I gave myself a blue star every time I went a day without crying. Red if Pete never crossed my mind. Silver for a day when I laughed. Gold for a full night’s sleep. And green for having enough energy to tackle an extra shift at Sullivan’s.
By the time school started in August, my planner looked like the Emerald City.
On the first day of senior year, Dr. Sweeney burst through the doorway, a stack of syllabi balanced on one hand and his decades-old French Is My Love Language coffee mug in the other. And as he rambled on about La Belle Époque, I couldn’t even bring myself to uncap my pen.
Why? Because every time someone walked into class, that person was not Pete Russell.
Oh, yeah. I had officially become that girl. The one who’s more concerned about some dude she dated for a hot minute than she is about grieving her one and only brother.
The instant Dr. Sweeney finished his lecture, I escaped down the hallway, scurrying out of a side doorway to a small, ivy-enclosed alcove.
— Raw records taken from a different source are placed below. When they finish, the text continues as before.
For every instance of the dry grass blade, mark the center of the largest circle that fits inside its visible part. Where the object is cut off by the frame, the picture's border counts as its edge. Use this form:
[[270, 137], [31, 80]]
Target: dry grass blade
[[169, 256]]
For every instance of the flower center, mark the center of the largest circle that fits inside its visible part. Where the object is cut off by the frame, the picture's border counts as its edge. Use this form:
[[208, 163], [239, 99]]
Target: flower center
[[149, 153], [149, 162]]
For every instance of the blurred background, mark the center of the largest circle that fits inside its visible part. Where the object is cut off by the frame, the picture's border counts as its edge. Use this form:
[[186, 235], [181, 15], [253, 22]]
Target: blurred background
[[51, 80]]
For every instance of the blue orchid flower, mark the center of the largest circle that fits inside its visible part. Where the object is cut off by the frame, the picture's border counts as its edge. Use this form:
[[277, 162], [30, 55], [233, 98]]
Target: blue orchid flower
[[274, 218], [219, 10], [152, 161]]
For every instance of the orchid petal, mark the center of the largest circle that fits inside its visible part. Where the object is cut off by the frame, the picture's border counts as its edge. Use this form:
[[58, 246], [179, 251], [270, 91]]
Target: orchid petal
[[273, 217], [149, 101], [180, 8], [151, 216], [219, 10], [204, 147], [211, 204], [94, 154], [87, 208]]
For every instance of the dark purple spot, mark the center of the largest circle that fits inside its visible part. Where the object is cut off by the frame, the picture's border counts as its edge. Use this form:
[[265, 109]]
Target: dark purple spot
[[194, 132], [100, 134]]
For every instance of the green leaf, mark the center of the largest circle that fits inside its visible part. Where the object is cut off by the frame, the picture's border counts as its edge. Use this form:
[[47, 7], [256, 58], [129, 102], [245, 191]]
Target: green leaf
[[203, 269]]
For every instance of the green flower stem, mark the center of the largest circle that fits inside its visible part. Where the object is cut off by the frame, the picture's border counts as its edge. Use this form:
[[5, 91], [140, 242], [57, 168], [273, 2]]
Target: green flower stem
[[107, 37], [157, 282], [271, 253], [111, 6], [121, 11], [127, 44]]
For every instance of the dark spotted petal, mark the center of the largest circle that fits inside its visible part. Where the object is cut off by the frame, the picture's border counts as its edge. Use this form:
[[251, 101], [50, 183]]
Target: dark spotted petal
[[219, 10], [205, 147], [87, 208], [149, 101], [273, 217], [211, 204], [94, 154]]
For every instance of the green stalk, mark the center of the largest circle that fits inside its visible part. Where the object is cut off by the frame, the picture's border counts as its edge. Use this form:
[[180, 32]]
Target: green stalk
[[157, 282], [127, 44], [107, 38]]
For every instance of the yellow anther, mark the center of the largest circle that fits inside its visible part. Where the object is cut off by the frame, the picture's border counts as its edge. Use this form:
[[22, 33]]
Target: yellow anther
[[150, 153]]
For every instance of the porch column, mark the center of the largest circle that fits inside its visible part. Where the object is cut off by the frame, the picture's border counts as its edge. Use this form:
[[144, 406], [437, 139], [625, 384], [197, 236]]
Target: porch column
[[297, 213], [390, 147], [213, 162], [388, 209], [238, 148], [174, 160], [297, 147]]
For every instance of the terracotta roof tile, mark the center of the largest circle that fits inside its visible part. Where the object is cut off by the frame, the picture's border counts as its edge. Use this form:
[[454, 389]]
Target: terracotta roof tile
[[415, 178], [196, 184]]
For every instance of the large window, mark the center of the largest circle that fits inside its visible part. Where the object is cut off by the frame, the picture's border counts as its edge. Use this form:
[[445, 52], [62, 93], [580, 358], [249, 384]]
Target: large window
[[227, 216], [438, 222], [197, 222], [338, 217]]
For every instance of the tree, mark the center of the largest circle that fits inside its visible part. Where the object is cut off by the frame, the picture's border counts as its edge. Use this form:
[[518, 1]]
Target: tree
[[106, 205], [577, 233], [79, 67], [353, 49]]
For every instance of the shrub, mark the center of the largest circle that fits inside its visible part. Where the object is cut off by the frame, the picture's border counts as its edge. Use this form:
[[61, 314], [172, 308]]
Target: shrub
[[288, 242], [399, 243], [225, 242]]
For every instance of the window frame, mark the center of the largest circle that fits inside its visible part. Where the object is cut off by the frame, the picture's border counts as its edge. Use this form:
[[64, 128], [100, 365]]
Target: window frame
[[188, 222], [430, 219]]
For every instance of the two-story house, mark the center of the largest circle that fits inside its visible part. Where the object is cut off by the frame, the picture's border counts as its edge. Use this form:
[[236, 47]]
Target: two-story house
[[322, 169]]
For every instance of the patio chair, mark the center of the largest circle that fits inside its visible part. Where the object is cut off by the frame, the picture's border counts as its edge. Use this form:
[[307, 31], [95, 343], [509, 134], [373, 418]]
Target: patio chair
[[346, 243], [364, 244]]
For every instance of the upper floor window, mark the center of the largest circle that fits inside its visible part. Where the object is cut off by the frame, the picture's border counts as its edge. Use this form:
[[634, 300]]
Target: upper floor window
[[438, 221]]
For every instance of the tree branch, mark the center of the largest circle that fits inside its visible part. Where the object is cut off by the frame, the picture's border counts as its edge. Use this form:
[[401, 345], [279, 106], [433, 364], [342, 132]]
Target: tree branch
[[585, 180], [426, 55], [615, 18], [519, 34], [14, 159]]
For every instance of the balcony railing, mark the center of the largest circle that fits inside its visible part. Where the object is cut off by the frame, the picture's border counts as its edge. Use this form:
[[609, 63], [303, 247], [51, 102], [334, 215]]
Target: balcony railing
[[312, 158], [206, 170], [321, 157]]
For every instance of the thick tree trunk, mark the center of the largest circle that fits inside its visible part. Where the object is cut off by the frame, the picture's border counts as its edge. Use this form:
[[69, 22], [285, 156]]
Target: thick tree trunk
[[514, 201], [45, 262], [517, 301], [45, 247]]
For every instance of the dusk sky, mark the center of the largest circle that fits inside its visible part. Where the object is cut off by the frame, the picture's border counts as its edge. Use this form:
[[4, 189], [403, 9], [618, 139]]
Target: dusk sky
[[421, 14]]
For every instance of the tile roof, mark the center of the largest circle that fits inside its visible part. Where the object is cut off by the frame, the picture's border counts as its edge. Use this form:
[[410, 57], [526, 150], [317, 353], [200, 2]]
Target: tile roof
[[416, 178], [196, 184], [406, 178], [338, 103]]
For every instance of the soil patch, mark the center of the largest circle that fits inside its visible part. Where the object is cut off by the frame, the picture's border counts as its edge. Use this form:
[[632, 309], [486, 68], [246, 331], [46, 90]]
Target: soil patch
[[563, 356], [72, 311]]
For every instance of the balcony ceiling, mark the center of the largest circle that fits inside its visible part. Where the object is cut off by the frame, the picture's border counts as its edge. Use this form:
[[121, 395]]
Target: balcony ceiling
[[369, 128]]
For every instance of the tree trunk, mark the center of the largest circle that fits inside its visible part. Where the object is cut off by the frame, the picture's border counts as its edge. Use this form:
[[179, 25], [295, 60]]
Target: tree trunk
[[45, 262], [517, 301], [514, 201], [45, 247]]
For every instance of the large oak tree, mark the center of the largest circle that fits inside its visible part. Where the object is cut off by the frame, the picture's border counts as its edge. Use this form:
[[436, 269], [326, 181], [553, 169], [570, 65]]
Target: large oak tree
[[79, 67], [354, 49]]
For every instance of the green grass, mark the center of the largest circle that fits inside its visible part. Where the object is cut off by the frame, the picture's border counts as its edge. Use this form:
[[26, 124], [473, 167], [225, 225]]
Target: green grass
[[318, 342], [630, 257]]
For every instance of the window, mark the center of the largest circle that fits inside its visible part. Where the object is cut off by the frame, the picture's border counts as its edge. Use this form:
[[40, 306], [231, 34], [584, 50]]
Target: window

And maybe my legs had carried me faster than I realized because no matter how hard I tried, I could not draw a full breath.
I threw my planner on a nearby bench. Then I yanked the strap of my
book bag over my head and tossed it to the bench as well. When that didn’t work, I ripped my favorite cardigan off and threw it on the ground, buttons bouncing off rocks and landing in the shrubbery.
Thank goodness I’d worn a t-shirt instead of a flimsy camisole. Because no one needed a peep show on the first day of school.
I was still gasping for breath when two hands grabbed my shoulders. A second later, I was facing Dan Thomas, his eyes so wide they appeared cartoonish behind his glasses.
“Look at me,” he commanded, his hands cupping both sides of my head to force my gaze. “Look at me, Meredith, and breathe. Slowly. In through your nose, and out through your mouth.”
Dan’s eyes held mine, the panic on his face subsiding more with each gasp of air I inhaled. “That’s good.” He squeezed my shoulders gently. “Breathe as deeply as you can manage.”
He searched my eyes again, then lowered one hand to his school bag and pulled out a brand new, baby blue t-shirt. “Here,” he smiled, handing it to me. “You can wipe your face with this. I haven’t even worn it yet.”
I looked down at the front. Sigma Phi Beta Back-To-School Crawfish Boil. Then I turned it over and read the back. “Pinch My Tail? Is this for real?”
Dan rolled his eyes. “You can thank President Andrew Sutton for that. We haven’t even had our first chapter meeting and he’s already got his minions distributing party swag.”
A pitiful laugh escaped me. “I can’t wipe my snotty face on your shirt. Drew will kill me.”
“I know how to do laundry, Meredith. Besides, if you ruin it, Mister President won’t give me any crap when I accidentally never wear it one single time.”
I laughed again, only this time it was normal, with plenty of oxygen. I turned Dan’s t-shirt inside out, dabbing it against my cheeks. “Good,” I sniffled. “Happy to know my mental breakdown will improve someone’s well-being.”